One thing led to another, and I downloaded a couple of Ohm:'s albums. While doing so, I noticed a common thread that ran through so many instrumental bands, and a trend that I've long noticed with bands of an instrumental nature—they clearly have fun coming up with kooky names for their songs. Case in point: the first track of one Ohm: album, "Peanut Buddha."
And why not? We're not talking "Yesterday" or, ahem, "We Will Rock You." These are lyric-less gems that, for all I know, might've sprung up after the name was floated.
Musicians have been doing this sort of thing forever, I suppose. I became aware of the practice in the '70s, during my formative explorations into more diverse, fusion-oriented music. Before Irish guitarist Gary Moore became famous for more common guitar-bass-drums-vocals albums, his 1979 Back on the Streets album contained such fiery instrumentals as "What Would You Rather Bee or a Wasp" and "Flight of the Snow Moose." Similarly, instrumental guitar giants like Joe Satriani and Steve Vai have enlightened our senses with "Mystical Potato Head Groove Thing" and "Bad Horsie," respectively. Steve Stevens gets into the act on his amazing Memory Crash CD with "Small Arms Fire" and "Cherry Vanilla." Without even hearing the song, can anyone imagine a song called "Small Arms Fire" by a guitarist of Stevens' caliber isn't an absolute rat-a-tat-tat barn-burner? I think not.
Perhaps the most prolific practitioners of the art of whacked out song names are jazz fusion bands. I offer drummer Dave Weckl's "Swamp Thing" and "Group Therapy," Vital Information's "Fit to be Tied" and "Looks Good, Feels Bad," Tribal Tech's "Elvis at the Hop," "Uh. . .Yeah OK," and "Astro Chimp," and even über-group The (Dixie) Dregs' "I'm Freaking Out," "Pompous Circumstances," "Sleeveless in Seattle" and "Bloodsucking Leeches" as prime examples of the genre. Heck, even some of my friends add their mark! My good buddy Roby Deaton paints a picture with "Summer Meadow" and "Starry Night" without having to play a note—although, I must say, his music completes the task beautifully. Another buddy, guitarist Stan Rose, didn't just use song titles to display his knack for skewed names. His musical project is called Alien Guitar Abduction. How cool is that?!

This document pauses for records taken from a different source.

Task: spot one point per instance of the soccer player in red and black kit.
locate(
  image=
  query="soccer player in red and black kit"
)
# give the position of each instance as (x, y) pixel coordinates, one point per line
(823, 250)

Lest I forget, keyboardist Jordan Rudess, perhaps the most amazing keyboard wizard since Keith Emerson, and a member of prog rock kings Dream Theater for the last several years, serves up a healthy selection of his own. "Dreaming in Titanium," "Bar Hopping with Mr. Picky" and "Screaming Head" join the list with creative aplomb.
What of Niacin, the reason this post sprung up in the first place? Try this: "Panic Button"; "Magnetic Mood"; "Klunkified"; "Swing Swang Swung." Yeah, I'd say they belong on this list.

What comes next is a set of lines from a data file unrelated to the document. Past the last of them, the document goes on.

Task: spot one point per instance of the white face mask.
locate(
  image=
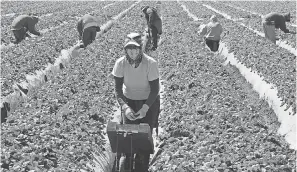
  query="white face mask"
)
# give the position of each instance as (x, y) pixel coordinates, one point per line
(133, 53)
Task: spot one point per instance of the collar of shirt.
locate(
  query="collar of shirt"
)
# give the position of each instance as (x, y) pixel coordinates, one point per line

As I alluded to earlier in this post, I can really see an artist having a quirky name pop into his head, attaching a first-impressions type of groove to it, and voilà!, a song is born!
It would be great fun coming up with this stuff. Sort of like coming up with interesting and descriptive names for Crayola crayons. I mean, who needs off-yellow when you can have macaroni and cheese? What's more fun, dark gray or Outer Space? Forget reddish-brown, give me Fuzzy Wuzzy! Jazzberry Jam, anyone?
Whacky song names, funny crayon colors. . . it's almost as much fun as naming blog posts!